Author Response File: Author Response.pdf
Round 2
Reviewer 1 Report
I saw in the text all the corrections to my comments. The manuscript may be accepted in its present form.
Author Response
Point 1: I saw in the text all the corrections to my comments. The manuscript may be accepted in its present form.
Response 1: Thank you again for all the comments.
Reviewer 2 Report
Dear Authors,
I reviewed the second version of the manuscript. Substiantially it is improved and all suggestions were made. Since new graphs were added, for a perfect scientific soundness, it is better to add the Standard error of the mean (SEM) bars in the graphs and remove the black border outside. It is a simple task that improve drammatically the quality of the figures. SEM values could be obtined in SPSS directly and (personalised) bars added in excel.
Author Response
Point 1: Since new graphs were added, for a perfect scientific soundness, it is better to add the Standard error of the mean (SEM) bars in the graphs and remove the black border outside. It is a simple task that improve drammatically the quality of the figures. SEM values could be obtined in SPSS directly and (personalised) bars added in excel.

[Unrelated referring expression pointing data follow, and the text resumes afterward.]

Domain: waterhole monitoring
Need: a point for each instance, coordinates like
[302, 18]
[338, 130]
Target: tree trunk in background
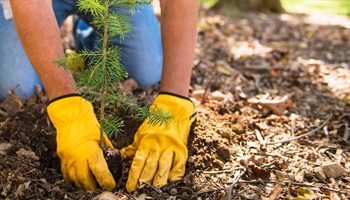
[236, 6]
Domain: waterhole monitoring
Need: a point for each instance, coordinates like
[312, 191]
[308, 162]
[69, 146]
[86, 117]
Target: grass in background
[339, 7]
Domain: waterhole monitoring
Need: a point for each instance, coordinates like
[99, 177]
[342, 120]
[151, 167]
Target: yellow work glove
[160, 152]
[78, 137]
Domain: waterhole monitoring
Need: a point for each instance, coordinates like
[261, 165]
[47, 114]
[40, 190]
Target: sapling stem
[105, 78]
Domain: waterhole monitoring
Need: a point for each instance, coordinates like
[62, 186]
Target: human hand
[78, 136]
[160, 151]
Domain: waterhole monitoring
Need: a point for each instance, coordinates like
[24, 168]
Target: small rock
[333, 170]
[319, 173]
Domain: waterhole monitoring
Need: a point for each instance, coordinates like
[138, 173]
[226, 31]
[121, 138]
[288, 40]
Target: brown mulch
[272, 94]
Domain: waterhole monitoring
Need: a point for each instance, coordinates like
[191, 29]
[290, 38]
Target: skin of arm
[179, 32]
[40, 36]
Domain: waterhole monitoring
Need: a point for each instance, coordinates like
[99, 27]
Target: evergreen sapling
[103, 72]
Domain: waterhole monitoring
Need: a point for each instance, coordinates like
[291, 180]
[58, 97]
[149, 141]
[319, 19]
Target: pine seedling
[101, 77]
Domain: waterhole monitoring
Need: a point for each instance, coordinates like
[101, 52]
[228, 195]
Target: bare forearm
[179, 31]
[39, 33]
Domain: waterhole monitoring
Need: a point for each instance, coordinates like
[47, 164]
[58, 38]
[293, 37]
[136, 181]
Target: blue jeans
[141, 50]
[16, 72]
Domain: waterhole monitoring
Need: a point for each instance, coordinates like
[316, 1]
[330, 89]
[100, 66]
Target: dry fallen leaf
[277, 190]
[276, 105]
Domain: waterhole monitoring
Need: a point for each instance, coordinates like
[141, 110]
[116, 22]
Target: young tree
[104, 71]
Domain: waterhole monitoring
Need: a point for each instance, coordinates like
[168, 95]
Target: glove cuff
[176, 95]
[64, 96]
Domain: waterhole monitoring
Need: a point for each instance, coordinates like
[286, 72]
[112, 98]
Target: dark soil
[259, 81]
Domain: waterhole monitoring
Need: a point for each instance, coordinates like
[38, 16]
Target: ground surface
[259, 81]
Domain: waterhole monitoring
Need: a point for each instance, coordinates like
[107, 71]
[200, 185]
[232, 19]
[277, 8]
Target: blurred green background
[340, 7]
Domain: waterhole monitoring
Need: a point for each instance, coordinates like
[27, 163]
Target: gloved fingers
[73, 176]
[128, 151]
[165, 163]
[179, 166]
[107, 142]
[85, 177]
[100, 171]
[150, 168]
[136, 169]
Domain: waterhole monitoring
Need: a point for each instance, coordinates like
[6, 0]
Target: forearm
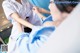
[41, 16]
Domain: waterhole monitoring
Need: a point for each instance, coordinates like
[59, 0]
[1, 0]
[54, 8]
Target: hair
[66, 5]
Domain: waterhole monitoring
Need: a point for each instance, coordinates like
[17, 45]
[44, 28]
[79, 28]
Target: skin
[21, 21]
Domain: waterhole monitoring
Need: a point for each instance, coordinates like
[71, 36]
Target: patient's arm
[37, 11]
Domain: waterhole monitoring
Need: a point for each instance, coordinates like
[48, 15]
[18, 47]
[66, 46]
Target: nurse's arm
[16, 17]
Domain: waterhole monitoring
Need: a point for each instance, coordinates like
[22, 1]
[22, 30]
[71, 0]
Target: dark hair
[66, 5]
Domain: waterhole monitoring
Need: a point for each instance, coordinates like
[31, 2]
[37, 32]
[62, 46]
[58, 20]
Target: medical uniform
[24, 10]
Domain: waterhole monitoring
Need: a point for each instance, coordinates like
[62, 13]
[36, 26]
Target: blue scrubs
[41, 3]
[30, 43]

Response 1: Thank you very much for your comment. We added SD, but we didn’t remove the black border because we observed that in other articles of this journal the border is kept as it is.
Reviewer 3 Report
Thank you for replying to my concerns and questions.
Was any in the CG receiving antidepressants or anxiolytics? If not, then this may explain the group difference at pre-test, i.e., those who receive antidepressants and anxiolytics might perform worse than those not receiving any drugs - did you check for that? Did you use drug use as co-variate (regress it out)?
some minor issues
line 33/34 "... it is cognitive decline greater ... " should be "... the cognitive decline is greater ..."

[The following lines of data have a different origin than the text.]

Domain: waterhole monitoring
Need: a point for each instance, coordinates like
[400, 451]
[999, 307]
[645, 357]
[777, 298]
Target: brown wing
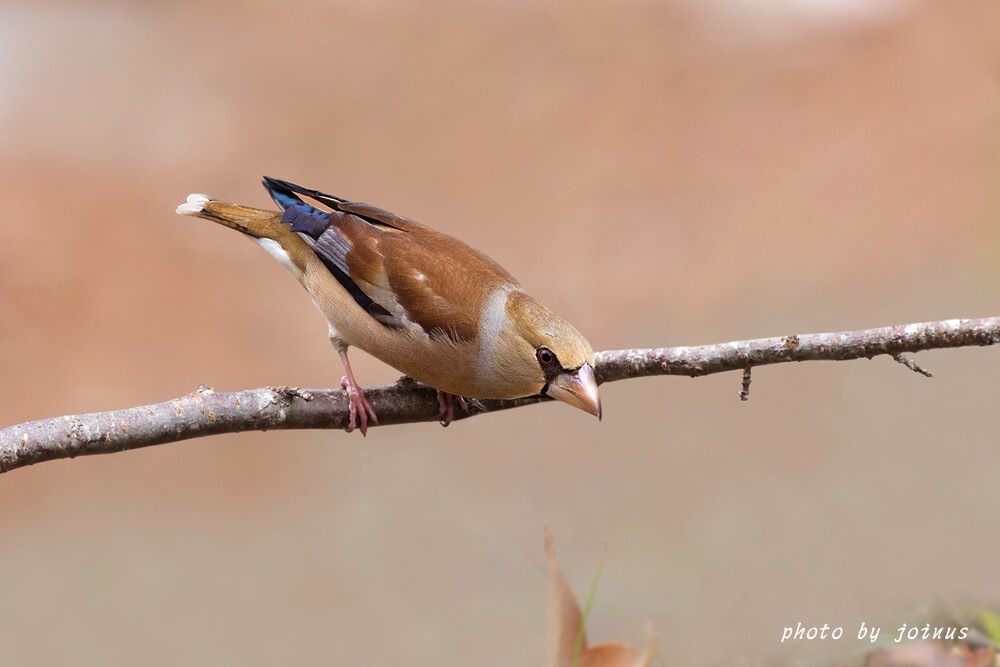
[402, 273]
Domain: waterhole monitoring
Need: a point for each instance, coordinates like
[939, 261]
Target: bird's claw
[360, 407]
[446, 407]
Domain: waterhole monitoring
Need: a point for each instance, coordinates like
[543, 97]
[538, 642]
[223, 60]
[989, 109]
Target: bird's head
[557, 360]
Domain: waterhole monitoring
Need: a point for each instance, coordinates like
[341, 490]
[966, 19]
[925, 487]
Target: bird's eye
[546, 357]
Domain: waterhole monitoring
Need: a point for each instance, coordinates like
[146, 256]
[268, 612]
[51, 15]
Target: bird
[419, 300]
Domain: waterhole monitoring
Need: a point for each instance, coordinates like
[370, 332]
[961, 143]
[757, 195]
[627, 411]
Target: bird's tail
[254, 222]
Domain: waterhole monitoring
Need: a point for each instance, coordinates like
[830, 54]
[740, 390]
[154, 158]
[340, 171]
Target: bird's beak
[578, 388]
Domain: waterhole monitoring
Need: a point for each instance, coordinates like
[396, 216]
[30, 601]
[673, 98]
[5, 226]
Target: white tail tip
[194, 205]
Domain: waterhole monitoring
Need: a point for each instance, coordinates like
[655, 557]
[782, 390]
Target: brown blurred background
[660, 173]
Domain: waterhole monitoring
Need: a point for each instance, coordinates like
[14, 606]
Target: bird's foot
[446, 406]
[361, 409]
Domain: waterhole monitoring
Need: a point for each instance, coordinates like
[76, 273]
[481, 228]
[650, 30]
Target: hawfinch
[421, 301]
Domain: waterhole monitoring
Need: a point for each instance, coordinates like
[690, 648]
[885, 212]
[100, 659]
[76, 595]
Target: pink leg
[446, 406]
[360, 407]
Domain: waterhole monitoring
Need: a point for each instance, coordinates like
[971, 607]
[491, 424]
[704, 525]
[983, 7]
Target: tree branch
[207, 412]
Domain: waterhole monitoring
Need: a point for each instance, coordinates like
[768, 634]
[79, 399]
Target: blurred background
[660, 173]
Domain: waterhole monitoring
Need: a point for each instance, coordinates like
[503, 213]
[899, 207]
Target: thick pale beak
[578, 388]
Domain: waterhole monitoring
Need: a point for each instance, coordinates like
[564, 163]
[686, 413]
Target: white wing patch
[274, 249]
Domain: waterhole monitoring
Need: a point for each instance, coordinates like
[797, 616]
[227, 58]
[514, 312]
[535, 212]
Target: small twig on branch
[207, 412]
[912, 365]
[745, 389]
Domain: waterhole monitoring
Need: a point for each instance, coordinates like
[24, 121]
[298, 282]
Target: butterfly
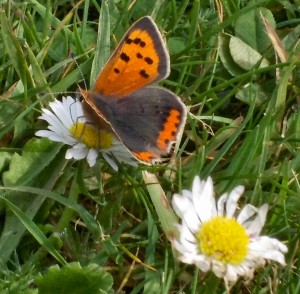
[147, 119]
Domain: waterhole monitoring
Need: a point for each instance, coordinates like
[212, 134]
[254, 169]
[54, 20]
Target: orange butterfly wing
[139, 60]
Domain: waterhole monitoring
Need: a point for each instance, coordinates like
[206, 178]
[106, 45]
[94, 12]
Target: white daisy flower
[213, 236]
[67, 124]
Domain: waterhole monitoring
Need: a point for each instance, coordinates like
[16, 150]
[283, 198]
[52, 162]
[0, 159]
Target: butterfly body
[147, 119]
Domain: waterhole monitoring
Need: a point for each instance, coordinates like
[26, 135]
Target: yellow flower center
[91, 136]
[224, 239]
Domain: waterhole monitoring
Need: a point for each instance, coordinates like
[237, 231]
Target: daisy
[213, 236]
[67, 124]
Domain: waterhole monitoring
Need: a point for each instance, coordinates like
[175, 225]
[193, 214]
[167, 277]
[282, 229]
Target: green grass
[243, 128]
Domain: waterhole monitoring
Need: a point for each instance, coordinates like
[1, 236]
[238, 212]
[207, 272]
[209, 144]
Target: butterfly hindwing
[147, 121]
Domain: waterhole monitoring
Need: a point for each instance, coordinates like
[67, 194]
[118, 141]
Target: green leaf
[226, 57]
[249, 27]
[75, 279]
[244, 55]
[102, 51]
[252, 90]
[39, 165]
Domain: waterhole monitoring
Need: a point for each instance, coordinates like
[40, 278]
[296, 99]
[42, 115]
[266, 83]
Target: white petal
[203, 263]
[91, 157]
[256, 226]
[203, 198]
[219, 268]
[231, 274]
[110, 161]
[76, 153]
[221, 204]
[233, 197]
[186, 233]
[62, 111]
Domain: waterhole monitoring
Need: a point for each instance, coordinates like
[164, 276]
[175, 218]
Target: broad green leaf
[245, 56]
[75, 279]
[249, 27]
[226, 57]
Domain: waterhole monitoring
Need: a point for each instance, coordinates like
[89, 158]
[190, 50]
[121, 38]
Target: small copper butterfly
[147, 119]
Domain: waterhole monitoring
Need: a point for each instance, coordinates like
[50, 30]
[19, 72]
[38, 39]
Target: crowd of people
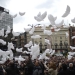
[56, 65]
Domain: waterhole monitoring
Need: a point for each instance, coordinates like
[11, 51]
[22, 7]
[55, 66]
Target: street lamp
[40, 45]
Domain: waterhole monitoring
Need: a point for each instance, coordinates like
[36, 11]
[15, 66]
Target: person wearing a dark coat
[37, 69]
[1, 70]
[29, 67]
[71, 69]
[42, 66]
[64, 70]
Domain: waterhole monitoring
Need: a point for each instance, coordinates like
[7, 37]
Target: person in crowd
[29, 66]
[71, 69]
[64, 70]
[37, 68]
[52, 69]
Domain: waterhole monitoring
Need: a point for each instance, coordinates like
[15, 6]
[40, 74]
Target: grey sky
[33, 7]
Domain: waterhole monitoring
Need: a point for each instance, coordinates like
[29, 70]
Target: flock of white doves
[34, 50]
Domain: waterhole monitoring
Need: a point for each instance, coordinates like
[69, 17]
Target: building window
[60, 37]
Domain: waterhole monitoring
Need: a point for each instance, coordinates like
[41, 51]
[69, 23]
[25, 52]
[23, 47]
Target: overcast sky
[33, 7]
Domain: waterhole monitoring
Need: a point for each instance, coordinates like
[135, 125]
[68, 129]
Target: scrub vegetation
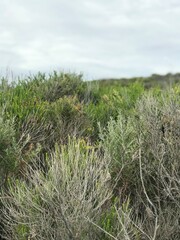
[95, 160]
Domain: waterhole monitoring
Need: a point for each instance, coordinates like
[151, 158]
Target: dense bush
[62, 203]
[81, 160]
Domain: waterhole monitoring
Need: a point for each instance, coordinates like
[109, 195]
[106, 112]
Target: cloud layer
[100, 38]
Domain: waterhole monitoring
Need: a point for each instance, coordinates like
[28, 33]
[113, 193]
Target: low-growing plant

line 36: "MCI older adults" should be Older adults with MCI
line 39: domain (not domains)
line 42: is amnestic MCI (aMCI) Single <- . missing after (aMCI)
line 44: function (not functions)
line 312: Bonferroni correction (Bonferroni correction - Wikipedia) is by number of tests you do (5 from EDMC, 1 from ADR). It is common to refer to it as "a Bonferroni correction was applied, i.e., significant p = 0.5/6 = .008" - note: your formulation is not wrong but unusual.
figure 2-5: y-axis numbers need to be as 2.5 not 2,5 and so on
please also include SEM or SD not just mean in the graphs
Author Response
Please see the attachment.
Author Response File: Author Response.pdf
Round 3
Reviewer 2 Report
I suggested to put the SEM bars in the graph as usually done in scientific papers. You have added SD bars, that appears misleading in their size. If it possible change the size of the bars. SEM = SD / SQRT(n).
Author Response
Point 1: I suggested to put the SEM bars in the graph as usually done in scientific papers. You have added SD bars, that appears misleading in their size. If it possible change the size of the bars. SEM = SD / SQRT(n).
Response 1: Thank you very much for your comment. We added SEM bars as you suggested.
Reviewer 3 Report
Thanks for providing the figures with SDs (SEM would look better).
Author Response
Point 1: SEM would look better.
Response 1: Thank you for your comment. We added SEM bars.